William Graham

Jackson Kemper (1789-1870)

Missionary Bishop of the Protestant Episcopal Church, he was the pioneer clergyman of the denomination in Kansas as Chaplain at Fort Leavenworth in 1837. William Graham was an active church member.
[Church of St. John Chrysostom, Wisconsin]

William Graham (1815-1897) was born in Drinhome, County Donegal, Ireland and died in Corvallis, Oregon. His Scots-Irish ancestors had emigrated in 1826, first settling in Pennsylvania and later in Ohio. [Pioneers of Benton County Oregon] He moved to Kansas with his extended family in 1855, settling in Douglas County near Palmyra. Doctor Graham and fellow free-stater, Henry Barricklow, had a disagreement that caused Graham to relocate two miles southwest and found the town of Prairie City. Flourishing for a few years, Prairie City did at one time boast of 25 houses, 2 churches, a school, 4 stores, a hotel, a depot, a grain mill 2 blacksmiths, a newspaper, 2 doctors, a leather shop, a limestone quarry, a saw mill and a 10 acre park. Nonetheless, it failed in 1883 and became a ghost town. [Dyer, Ghost Towns]
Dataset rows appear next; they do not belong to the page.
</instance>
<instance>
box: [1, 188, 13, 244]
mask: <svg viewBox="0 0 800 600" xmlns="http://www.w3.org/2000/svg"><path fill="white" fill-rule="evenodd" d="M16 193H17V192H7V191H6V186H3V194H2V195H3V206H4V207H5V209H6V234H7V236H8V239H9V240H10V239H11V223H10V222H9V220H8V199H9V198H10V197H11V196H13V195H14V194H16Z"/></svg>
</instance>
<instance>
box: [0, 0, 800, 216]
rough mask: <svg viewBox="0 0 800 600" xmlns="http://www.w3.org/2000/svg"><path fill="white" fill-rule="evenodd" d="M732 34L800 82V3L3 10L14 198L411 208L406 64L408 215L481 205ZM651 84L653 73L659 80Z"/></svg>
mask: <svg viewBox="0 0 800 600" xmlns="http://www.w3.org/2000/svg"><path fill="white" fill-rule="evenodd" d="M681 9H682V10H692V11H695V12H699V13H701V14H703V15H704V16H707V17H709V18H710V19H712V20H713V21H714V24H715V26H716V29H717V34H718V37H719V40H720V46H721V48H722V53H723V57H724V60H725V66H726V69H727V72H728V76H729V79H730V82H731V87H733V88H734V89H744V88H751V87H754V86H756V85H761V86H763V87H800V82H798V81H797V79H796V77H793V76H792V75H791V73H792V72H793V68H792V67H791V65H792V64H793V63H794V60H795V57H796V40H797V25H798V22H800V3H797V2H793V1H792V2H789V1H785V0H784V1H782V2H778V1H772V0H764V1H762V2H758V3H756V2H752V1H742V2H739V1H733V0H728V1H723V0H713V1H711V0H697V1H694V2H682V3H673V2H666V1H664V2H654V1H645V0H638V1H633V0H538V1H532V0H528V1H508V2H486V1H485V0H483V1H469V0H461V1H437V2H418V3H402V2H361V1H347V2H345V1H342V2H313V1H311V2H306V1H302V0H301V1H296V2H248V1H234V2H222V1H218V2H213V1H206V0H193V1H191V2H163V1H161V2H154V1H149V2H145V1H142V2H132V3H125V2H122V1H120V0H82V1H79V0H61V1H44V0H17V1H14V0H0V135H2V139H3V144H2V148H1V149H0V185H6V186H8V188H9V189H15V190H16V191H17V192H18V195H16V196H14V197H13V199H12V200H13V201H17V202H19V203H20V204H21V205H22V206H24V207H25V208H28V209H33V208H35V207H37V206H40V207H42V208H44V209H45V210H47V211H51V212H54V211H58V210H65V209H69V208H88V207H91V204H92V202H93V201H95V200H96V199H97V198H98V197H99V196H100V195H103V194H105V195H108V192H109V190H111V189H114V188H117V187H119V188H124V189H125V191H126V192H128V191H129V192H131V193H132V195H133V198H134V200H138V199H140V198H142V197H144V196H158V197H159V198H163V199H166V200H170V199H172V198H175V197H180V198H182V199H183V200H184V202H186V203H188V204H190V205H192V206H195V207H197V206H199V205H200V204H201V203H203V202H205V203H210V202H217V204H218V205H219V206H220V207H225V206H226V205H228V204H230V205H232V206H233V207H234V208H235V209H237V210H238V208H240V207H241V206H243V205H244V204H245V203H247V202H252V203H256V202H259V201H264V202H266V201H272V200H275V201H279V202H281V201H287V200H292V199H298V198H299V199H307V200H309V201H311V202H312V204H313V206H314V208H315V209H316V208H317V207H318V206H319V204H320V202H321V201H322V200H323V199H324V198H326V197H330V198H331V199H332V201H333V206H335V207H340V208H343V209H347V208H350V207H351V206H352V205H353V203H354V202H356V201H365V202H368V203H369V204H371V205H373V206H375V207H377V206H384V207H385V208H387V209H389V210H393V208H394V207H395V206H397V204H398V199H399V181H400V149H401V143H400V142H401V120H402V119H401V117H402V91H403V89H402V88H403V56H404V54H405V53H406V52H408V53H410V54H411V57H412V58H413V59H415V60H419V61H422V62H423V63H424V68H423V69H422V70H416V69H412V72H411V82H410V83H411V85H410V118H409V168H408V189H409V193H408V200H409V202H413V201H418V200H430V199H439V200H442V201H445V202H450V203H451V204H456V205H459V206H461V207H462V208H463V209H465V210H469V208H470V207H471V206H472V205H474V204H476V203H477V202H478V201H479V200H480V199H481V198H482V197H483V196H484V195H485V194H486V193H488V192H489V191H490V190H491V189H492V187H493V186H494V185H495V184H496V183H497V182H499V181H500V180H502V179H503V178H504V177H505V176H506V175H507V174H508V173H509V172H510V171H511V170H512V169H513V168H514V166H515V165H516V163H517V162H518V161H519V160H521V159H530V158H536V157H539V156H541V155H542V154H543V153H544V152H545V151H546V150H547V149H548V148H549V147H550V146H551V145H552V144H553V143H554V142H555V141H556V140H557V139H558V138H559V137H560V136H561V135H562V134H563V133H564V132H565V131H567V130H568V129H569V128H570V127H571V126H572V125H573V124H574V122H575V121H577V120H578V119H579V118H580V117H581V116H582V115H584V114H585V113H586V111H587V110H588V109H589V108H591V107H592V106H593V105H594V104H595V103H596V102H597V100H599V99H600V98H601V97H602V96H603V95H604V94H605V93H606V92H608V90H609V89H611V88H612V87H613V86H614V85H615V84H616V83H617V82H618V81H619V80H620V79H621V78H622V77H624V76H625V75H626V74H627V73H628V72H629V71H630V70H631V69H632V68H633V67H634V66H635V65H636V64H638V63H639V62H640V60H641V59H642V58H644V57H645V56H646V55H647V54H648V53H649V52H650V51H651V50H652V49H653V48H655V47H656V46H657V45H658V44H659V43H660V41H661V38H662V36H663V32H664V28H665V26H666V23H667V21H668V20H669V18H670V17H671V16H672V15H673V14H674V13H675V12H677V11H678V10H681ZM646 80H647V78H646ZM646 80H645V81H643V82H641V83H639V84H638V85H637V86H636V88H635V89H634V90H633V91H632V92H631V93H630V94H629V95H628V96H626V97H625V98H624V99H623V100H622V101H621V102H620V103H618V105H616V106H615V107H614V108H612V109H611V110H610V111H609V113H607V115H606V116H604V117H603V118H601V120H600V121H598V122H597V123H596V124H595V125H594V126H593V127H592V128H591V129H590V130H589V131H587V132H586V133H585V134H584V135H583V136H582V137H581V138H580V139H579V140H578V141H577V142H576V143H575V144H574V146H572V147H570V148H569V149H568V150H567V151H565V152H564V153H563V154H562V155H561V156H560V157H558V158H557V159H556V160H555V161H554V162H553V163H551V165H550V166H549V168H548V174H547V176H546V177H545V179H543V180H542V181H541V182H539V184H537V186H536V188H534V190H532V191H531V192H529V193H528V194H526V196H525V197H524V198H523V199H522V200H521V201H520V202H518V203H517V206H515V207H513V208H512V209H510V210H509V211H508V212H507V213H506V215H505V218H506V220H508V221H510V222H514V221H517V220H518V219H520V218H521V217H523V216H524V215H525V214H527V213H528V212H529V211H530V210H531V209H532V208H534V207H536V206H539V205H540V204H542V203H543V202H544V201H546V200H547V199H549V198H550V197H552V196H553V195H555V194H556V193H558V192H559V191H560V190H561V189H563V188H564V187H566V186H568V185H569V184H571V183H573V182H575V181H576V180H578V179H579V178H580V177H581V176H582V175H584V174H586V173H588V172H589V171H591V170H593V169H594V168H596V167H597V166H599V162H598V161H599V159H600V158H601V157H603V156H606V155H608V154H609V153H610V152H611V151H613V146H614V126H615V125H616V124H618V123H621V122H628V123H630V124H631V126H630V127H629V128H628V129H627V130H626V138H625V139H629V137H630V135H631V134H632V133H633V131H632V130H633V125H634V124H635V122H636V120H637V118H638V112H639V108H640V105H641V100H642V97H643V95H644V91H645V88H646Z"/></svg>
Doctor Graham was an active churchman and was a founder and trustee of Heber Institute, a school for boys organized by the Episcopal Church in 1856. The institute failed in 1858 and a public school district was organized. [Butell, Prairie City, 17] Graham attended the First General Convention of the Episcopal Diocese of Kansas as a delegate from Christ Church, Prairie City in 1859, and the National Convention in that same year. Christ Church had been founded entirely as a lay effort by Graham and others. [Haupt, Protestant Episcopal Church, 362ff] Graham was a known in the community as a free-state man. He was a delegate to the Topeka Convention, declaring himself a National Democrat. In the fall of 1856, a company of Missourians led by Henry Clay Pate camped in Douglas County at nearby Black Jack, harassing the local citizenry. . [Griffith, Battle of Black Jack, 524] In a raid on the Palmyra community, six of Pate's men took several prisoners including Barricklow and Graham. In Prairie City, the people were in church when the raid began and services were "immediately closed, without formality of benediction" and the shooting began. Pate's company rode off, but the next day John Brown and his followers arrived, seeking to encounter Pate's company. The "Battle of Black Jack" ensued and Graham was able to escape by running directly through the Missouri line and across to Brown, falling down from time to time to avoid Missouri rifle shots. When he reached the free-state line, Graham told Brown that he could capture all 75 Missourians if he persisted. [Cutler, History, Part 34] Brown and Pate then negotiated a truce and withdrawal and what the Kansas Senate resolved to be the "First Battle of the Civil War" ended. [Lawrence Journal World, May 1,2006]

Active in Territorial affairs, Graham was a founder of the Republican Party in Kansas in 1858. [Butell, Prairie City, 23] and of the Kansas Medical Society in 1859. [Connelly, History, 993] Immediately following the Civil War, however, the Graham family moved to the Willamette Valley in Oregon, where Doctor Graham practiced medicine for a number of years. He was the leading spirit of the very modest congregation of the Episcopal Church of the Good Samaritan and a seminary for boys in its church building in Corvallis. . [Pioneers of Benton County Oregon].